The Guilford County Board of Commissioners met with the Guilford County Board of Education on Monday, Oct. 23 to discuss the school systems’ current progress on construction and repair projects as well as the system’s need for funds.

School officials are already putting millions of dollars in bond money to use and, come February of next year, they’ll have another $180 million in the bank in order to move forward with a host of desired capital projects.

Actually, the Guilford County government will hold that money in the bank until the Board of Commissioners approves its transfer – in portions – to the schools to pay for projects on an as needed basis.

Guilford County voters approved a $1.7 billion school bond referendum in the 2022 election, but this money isn’t coming from that referendum.

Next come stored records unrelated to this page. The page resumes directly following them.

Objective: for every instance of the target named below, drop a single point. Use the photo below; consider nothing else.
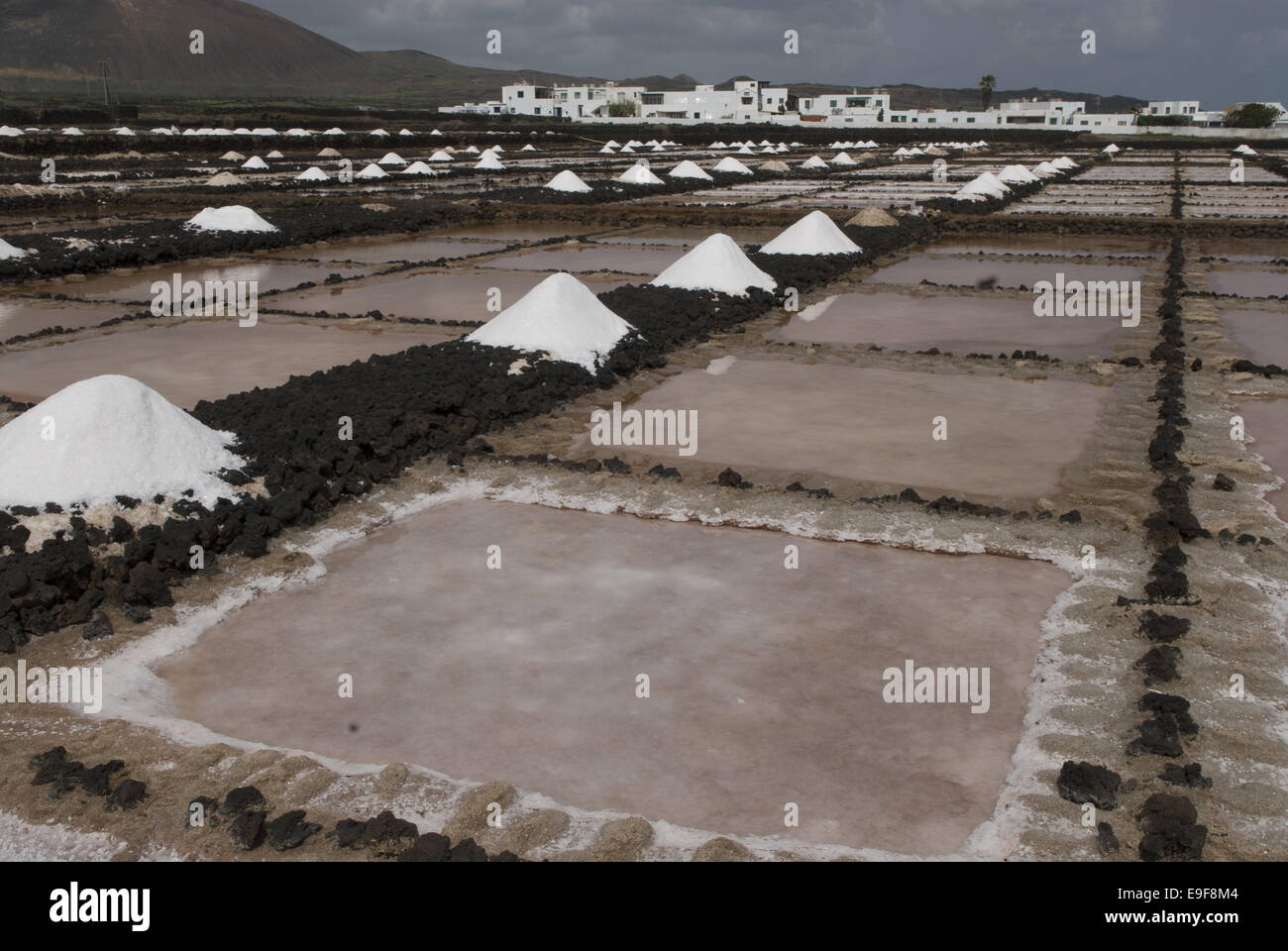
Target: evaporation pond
(442, 296)
(204, 360)
(1004, 273)
(953, 324)
(774, 420)
(765, 685)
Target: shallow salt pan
(771, 419)
(765, 684)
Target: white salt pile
(716, 264)
(639, 174)
(228, 218)
(730, 163)
(111, 436)
(688, 169)
(562, 317)
(567, 180)
(1017, 174)
(814, 234)
(9, 253)
(986, 185)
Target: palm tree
(987, 84)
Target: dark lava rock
(348, 832)
(1086, 783)
(149, 586)
(1163, 629)
(430, 847)
(128, 795)
(468, 851)
(138, 612)
(241, 799)
(732, 479)
(94, 780)
(387, 835)
(248, 830)
(1158, 736)
(1168, 823)
(290, 830)
(1159, 664)
(1106, 839)
(98, 626)
(1189, 776)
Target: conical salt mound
(688, 169)
(228, 218)
(716, 264)
(730, 163)
(1017, 174)
(814, 234)
(567, 180)
(8, 252)
(874, 217)
(984, 185)
(111, 436)
(562, 317)
(639, 174)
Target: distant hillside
(58, 47)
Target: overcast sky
(1216, 51)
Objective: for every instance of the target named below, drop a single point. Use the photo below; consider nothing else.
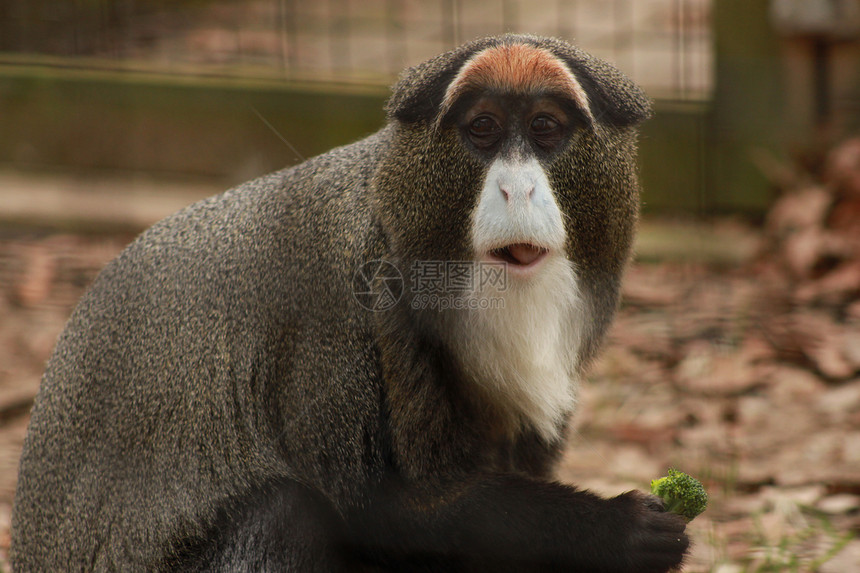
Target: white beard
(521, 346)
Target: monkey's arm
(509, 522)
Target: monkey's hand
(654, 538)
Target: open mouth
(519, 254)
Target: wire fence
(665, 45)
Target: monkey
(223, 399)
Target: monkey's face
(516, 150)
(504, 154)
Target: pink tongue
(524, 254)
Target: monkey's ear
(419, 93)
(613, 98)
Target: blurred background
(737, 351)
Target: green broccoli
(682, 494)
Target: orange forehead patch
(517, 69)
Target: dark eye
(546, 130)
(484, 131)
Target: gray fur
(224, 350)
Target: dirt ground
(718, 369)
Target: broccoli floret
(683, 494)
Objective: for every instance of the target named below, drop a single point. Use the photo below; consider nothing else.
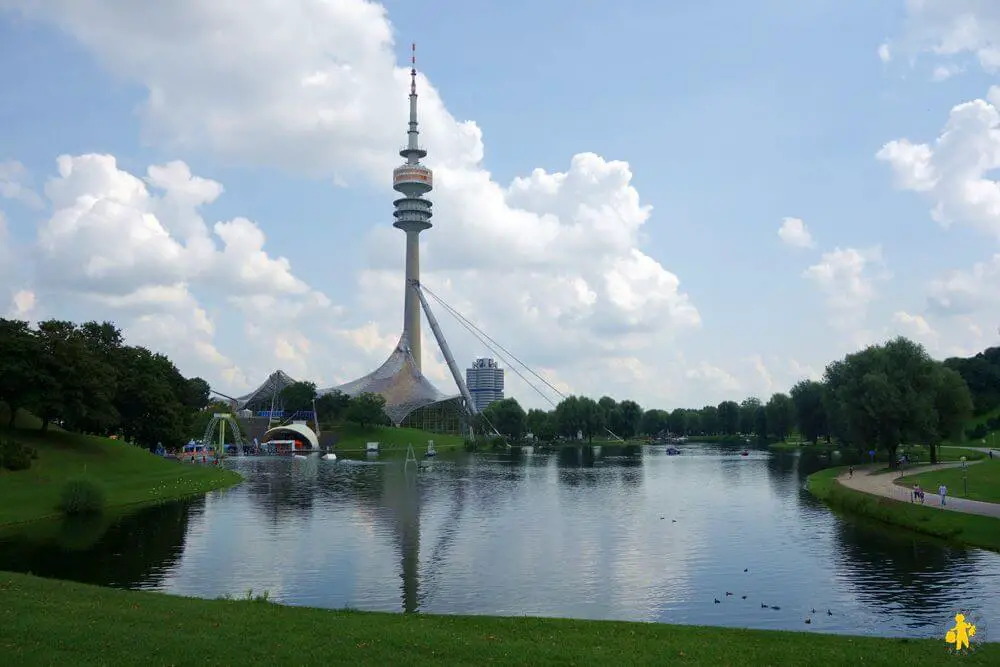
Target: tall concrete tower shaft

The $180 million the county will raise with the sale of bonds early next year is the remainder of the $300 million school bond referendum that county voters approved in 2020.

At the meeting, the commissioners also discussed issuing $510 million dollars in school bonds in late 2024 or early 2025. However, school officials said it’s not clear at what rate Guilford County Schools will be able to spend the money since it has been very hard to find contractors in the current economic environment.

Chairman of the Guilford County Board of Commissioners Skip Alston said at the meeting that these repair, security and construction projects for the school system are very important and school officials should find a way to move things along faster.

“Go out of state if you have to,” Alston said of finding builders and other providers needed for these projects.

Alston said after the meeting that he felt certain there were workers and companies who would take these jobs, but that school officials seemed overly focused on using local and state contractors and builders.

The county doesn’t want to raise money through bond sales before the funds are needed because, as soon as the county sells the bonds, that bond debt starts accruing interest that the county will have to pay back along with the principle payments.